A quoi servent les saints ?

Publié le par CCIT

Toute vie chrétienne essaie d’être une manifestation de l’Evangile dans un quotidien banal. Les saints et les saintes que l’Eglise canonise ont déployé jusqu’à l’extrême leur fidélité à Dieu, à leurs contemporains et au travail de l’Esprit dans leur vie toute ordinaire. L’Eglise les propose comme modèles parce que le christianisme est une expérience, pas une idée. L’Eglise invite aussi à se confier à leur intercession parce l’amour et la solidarité des Hommes entre eux ne meurent pas.
Les saints sont des contemporains de leur époque et leur vie répond aux grands défis de leur temps. Leurs engagements, leur abnégation, leur joie de vivre disent des chemins possibles à la suite du Christ. A travers leur existence particulière, ils ont fait « advenir » Dieu autour d’eux. Et ça parle encore après leur mort ! 

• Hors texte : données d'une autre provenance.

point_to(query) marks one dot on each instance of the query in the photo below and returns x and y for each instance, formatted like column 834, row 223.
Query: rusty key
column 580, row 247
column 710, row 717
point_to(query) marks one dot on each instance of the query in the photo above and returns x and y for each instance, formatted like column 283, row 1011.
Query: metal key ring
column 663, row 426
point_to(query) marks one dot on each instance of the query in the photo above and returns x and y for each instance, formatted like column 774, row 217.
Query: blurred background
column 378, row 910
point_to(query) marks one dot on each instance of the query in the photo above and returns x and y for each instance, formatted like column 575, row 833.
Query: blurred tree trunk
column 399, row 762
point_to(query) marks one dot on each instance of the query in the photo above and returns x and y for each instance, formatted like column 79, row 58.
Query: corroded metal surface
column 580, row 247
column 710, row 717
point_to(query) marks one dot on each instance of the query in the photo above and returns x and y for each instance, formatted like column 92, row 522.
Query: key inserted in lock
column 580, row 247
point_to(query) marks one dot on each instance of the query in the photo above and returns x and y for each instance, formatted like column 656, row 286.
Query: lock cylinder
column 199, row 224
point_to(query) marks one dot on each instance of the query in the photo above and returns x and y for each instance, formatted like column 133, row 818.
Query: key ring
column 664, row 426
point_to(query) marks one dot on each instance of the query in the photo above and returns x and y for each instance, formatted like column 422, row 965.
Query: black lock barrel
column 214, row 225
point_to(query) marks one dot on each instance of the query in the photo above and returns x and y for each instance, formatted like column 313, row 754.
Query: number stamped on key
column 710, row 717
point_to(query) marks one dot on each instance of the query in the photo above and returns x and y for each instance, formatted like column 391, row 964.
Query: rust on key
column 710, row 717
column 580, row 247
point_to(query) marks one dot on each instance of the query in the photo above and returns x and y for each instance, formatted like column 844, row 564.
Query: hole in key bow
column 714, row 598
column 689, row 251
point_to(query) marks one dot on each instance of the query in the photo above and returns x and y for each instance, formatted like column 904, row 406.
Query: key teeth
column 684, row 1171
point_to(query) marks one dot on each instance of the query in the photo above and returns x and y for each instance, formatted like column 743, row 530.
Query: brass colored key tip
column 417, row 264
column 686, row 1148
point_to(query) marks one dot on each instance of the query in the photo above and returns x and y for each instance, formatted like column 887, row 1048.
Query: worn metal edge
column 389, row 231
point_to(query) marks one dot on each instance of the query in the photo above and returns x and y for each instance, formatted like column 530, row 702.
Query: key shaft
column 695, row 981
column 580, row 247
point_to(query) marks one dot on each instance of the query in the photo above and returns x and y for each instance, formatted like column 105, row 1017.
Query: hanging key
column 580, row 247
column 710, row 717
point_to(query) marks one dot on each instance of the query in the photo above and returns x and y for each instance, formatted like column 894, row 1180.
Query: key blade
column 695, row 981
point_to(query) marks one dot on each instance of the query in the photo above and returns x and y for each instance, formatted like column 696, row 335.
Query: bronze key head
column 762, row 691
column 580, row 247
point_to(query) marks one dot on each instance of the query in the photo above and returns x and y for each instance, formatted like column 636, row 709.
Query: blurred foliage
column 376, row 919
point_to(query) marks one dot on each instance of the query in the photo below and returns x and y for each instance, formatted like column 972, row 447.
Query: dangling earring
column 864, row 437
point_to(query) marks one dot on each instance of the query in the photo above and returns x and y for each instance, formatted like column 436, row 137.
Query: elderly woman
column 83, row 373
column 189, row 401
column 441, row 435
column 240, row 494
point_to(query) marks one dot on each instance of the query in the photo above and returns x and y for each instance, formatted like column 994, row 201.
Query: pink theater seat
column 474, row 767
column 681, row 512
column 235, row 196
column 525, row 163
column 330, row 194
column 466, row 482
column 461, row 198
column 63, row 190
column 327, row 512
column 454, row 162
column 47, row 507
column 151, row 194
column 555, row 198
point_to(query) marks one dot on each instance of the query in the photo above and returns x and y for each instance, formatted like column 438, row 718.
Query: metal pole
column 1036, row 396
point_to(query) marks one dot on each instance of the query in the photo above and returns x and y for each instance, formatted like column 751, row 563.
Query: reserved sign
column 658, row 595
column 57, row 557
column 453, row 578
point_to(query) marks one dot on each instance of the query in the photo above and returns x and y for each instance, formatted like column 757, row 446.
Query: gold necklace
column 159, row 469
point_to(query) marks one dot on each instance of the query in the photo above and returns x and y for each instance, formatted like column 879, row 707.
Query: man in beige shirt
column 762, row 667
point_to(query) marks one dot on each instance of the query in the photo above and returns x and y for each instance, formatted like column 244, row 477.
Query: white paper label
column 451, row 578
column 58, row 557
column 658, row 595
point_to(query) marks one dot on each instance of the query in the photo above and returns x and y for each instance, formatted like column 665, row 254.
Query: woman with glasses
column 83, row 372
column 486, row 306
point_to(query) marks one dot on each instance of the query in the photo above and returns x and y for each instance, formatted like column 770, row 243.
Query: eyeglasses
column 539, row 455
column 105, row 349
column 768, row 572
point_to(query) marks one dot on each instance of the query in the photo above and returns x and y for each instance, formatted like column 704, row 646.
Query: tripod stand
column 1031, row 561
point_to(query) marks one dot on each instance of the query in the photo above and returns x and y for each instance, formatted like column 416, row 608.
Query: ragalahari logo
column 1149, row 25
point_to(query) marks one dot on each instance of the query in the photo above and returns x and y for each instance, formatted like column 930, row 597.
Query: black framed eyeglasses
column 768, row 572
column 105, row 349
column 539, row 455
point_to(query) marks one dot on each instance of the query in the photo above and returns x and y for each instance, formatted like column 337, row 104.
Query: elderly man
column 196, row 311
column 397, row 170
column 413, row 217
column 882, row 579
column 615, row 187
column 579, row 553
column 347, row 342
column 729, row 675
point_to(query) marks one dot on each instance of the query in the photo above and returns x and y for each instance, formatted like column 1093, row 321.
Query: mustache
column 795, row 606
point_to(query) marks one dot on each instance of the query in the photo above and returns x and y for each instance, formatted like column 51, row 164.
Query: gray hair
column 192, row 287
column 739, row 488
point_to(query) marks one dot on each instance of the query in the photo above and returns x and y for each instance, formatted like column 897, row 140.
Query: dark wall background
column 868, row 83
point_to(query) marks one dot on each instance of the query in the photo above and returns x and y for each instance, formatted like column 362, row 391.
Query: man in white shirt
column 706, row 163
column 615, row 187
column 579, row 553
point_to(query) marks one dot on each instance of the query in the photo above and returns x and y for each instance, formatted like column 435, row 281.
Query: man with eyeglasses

Le père Damien de Veuster, canonisé ce 11 octobre est décrit comme un homme simple, serviable et plein de joie. Il est courageux, intrépide, robuste et hyper actif. Il devient prêtre chez les Sacrés-Cœurs de Jésus et Marie (picpusien). Après quelques années en mission aux îles Hawaï, il se fait envoyer chez les lépreux sur l’île de Molokai, « un pays corrompu, hérétique et idolâtre ». Pour éviter la contagion, les lépreux étaient arrachés à leur famille et jetés sur une île. Ils n’étaient plus considérés comme de vrais humains, ils n’avaient plus d’avenir. On ne leur renvoyait pas une image d’hommes, ils ne se comportaient plus en hommes. Damien veut « s’ensevelir avec ces infortunés » qui vivent le désespoir et la brutalité et cela lui sera rude au début. Mais sa foi en Dieu et en l’homme l’amènent à poser des actes, à s’investir à fond.
Ce qu’il vit avec les lépreux le change profondément. Il ne voit plus le monde de la même manière. Lui qui vient pour sauver « ces pauvres lépreux » dira bien vite « nous autres lépreux » alors même qu’il n’est pas malade. D’une approche presque surplombante, il devient un frère-partenaire. Il ne renonce à rien de ce qu’il croyait et en même temps, il se laisse atteindre par la nouveauté de ce qu’il vit. En étant fidèle à sa foi, en se laissant rejoindre par le défi de son époque qu’était la lèpre, il innove un chemin de charité avec une énergie incroyable, il s’adapte sans trahir. Quel bâtisseur ! Quel pasteur ! Quel soutien pour les lépreux, pour les jeunes! Quel champion de l’œcuménisme ! Le père Damien n’arrêtait pas une minute et puisait sa source, la nuit, devant le St Sacrement. Il a été calomnié et incompris, il a souffert de solitude…
Il s’est laissé toucher par ses frères et ce faisant, par Dieu. Il est mort lépreux, non par choix mais par nécessité ; malade, il parlera souvent de son « étrange bonheur », une sérénité paisible devant la mort, ne désirant rien d’autre que « l’accomplissement de la Sainte Volonté de Dieu ».
Le père Damien, comme Jeanne Jugan, invitent les chrétiens à repérer les défis de leur société, à plonger en un même mouvement dans l’action et en Dieu.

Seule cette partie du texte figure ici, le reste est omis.